# Are some worms better than others?



## Gameface (Jun 7, 2008)

I'm wondering if any of you have a preference for worms from one place over another. I live right next to a Wal-Mart, so that's usually where the worms I buy come from. Is a worm a worm no matter where you got it? Is there anything in particular to look for when buying worms?

Thanks


----------



## Riverrat77 (Sep 7, 2007)

Open the package and poke them... if they jump and move right away, they're usually pretty fresh or at least in good shape. I check the dirt as well... if its all clumped up, its been passed through the worms in the container and its not fresh so they won't keep as long if you don't use them all. If its more of a soft powdery "mulch" looking stuff, those are probably the freshest worms you're going to find and they will be nice and healthy and keep for a while as long as you keep them cool. Where you buy them doesn't really matter I don't think. I'll buy them at Walmart unless all their packages have been there for a while but during the summer, they're pretty good about keeping a fresh supply. Don't buy the green ones.... they seem to die really quick and the green is just a gimmick. 8)


----------



## JAT83 (Sep 9, 2007)

Those are all good ideas, but another option is to go diggin' for them. I have always just gotten them straight out of the ground...good idea if you have the time!


----------



## truemule (Sep 12, 2007)

I've always gotten mine out of the garden the night before we go. Fresh, large and the fish love em.


----------



## LOAH (Sep 29, 2007)

As was said, definitely check for life before buying. If you have to ask a cashier for them (inside their walk-in or whatnot), let them know you'd like to check them first. They'll usually bring a few cans to choose from.

Walmart has a good value since their price is typically pretty low for 2 dozen worms, although often times I don't plan on using 24 worms in an outing and don't need that many. The Walmart worms aren't always very big either.

I like getting worms from gas stations, if I can. They usually have a local guy that brings them in (local worms, not Canadian) and they're typically huge compared to the worms at Walmart of Sportsman's Warehouse. Big fat worms make me feel better about my odds. Whether or not there's any truth to it, I don't care. I like them juicy.

Also, when they're bigger, they are easier to toss without added weights. Right now with the runoff, the lower sections of popular rivers and creeks aren't being pressured by very many fishermen. It's a perfect time to slide a worm up the line and drop it behind a big obstruction. A weightless nightcrawler will clean house right now on the Provo, no doubt.

Back on track, are some worms better than others? I think so. If I rig up some tiny little worm and hang it under a bubble at a trout lake, it's probably not going to be noticed as easily as a big plump crawler. Same as in murky runoff water. The bigger worm displaces more water and causes more of a disturbance while passing. It will be easier for the fish to find.

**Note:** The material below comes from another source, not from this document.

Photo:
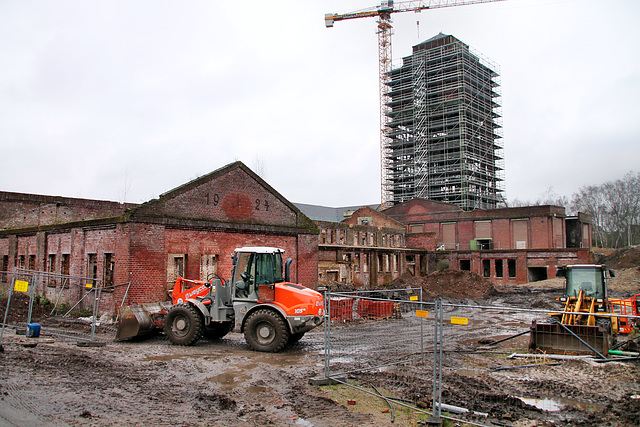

None of that is based off of any scientific data, just my own observation. I could be up in the night (catching crawlers).


----------



## Nor-tah (Dec 16, 2007)

Everyone has given you great info. I honestly dont toss worms too much. One thing I wanted to add is dont buy the pan fish/trout worms at walmart or anywhere. They are very skinny and full of hard dirt. I little pinch of a juicy crawler will do the job better than a whole panfish worm.


----------



## Tigru (Oct 15, 2007)

fatbass, what do you like to use for fresh bedding?


----------



## OKEE (Jan 3, 2008)

growing up I would get a bunch every spring digging ditches on the farm that would last me the summer. I swear they were green looking and had a stong smell to them they worked good. Flooding the front lawn was always good for the big nightcrawlers it was fun chacen them with the flashlight at night. Now days it's walmart


----------



## Finnegan (Sep 7, 2007)

Sounds like a good time for some fishing lore....

It has been thought, for many generations, that the smell of bait makes all the difference. One of my grandpas was convinced that worms need to be kept in coffee grinds for the best effect. Another grandpa believed that it was crucial that you urinate on your worms before fishing with them. (And he did just that, which made it kind of hard to eat a sandwich while you were fishing.)

Don't get laughing too hard. Riddle me this...why is it that two fishermen can use the exact same bait in the exact same spot with the same rigs and yet one catches fish and the other doesn't? You know what I'm talking about.

If you want to get the most out of your bait, whether it's a worm or fly or crank bait, I strongly suggest that either single malt scotch, (none of that blended garbage), or Bailey's Irish Cream is the ticket.


----------



## Size Matters (Dec 22, 2007)

Urinating on worms I will have to give that a shot Finnegan that is pretty funny however I agree that the smell has alot to do with it I had a uncle that use to chew tabacco and spit it in with the worms and we always did really well when other people werent catching anything. :mrgreen:


----------



## REPETER (Oct 3, 2007)

Finnegan said:


> Sounds like a good time for some fishing lore....
> 
> It has been thought, for many generations, that the smell of bait makes all the difference. One of my grandpas was convinced that worms need to be kept in coffee grinds for the best effect. Another grandpa believed that it was crucial that you urinate on your worms before fishing with them. (And he did just that, which made it kind of hard to eat a sandwich while you were fishing.)
> 
> ...


For you or the worms??? :wink:


----------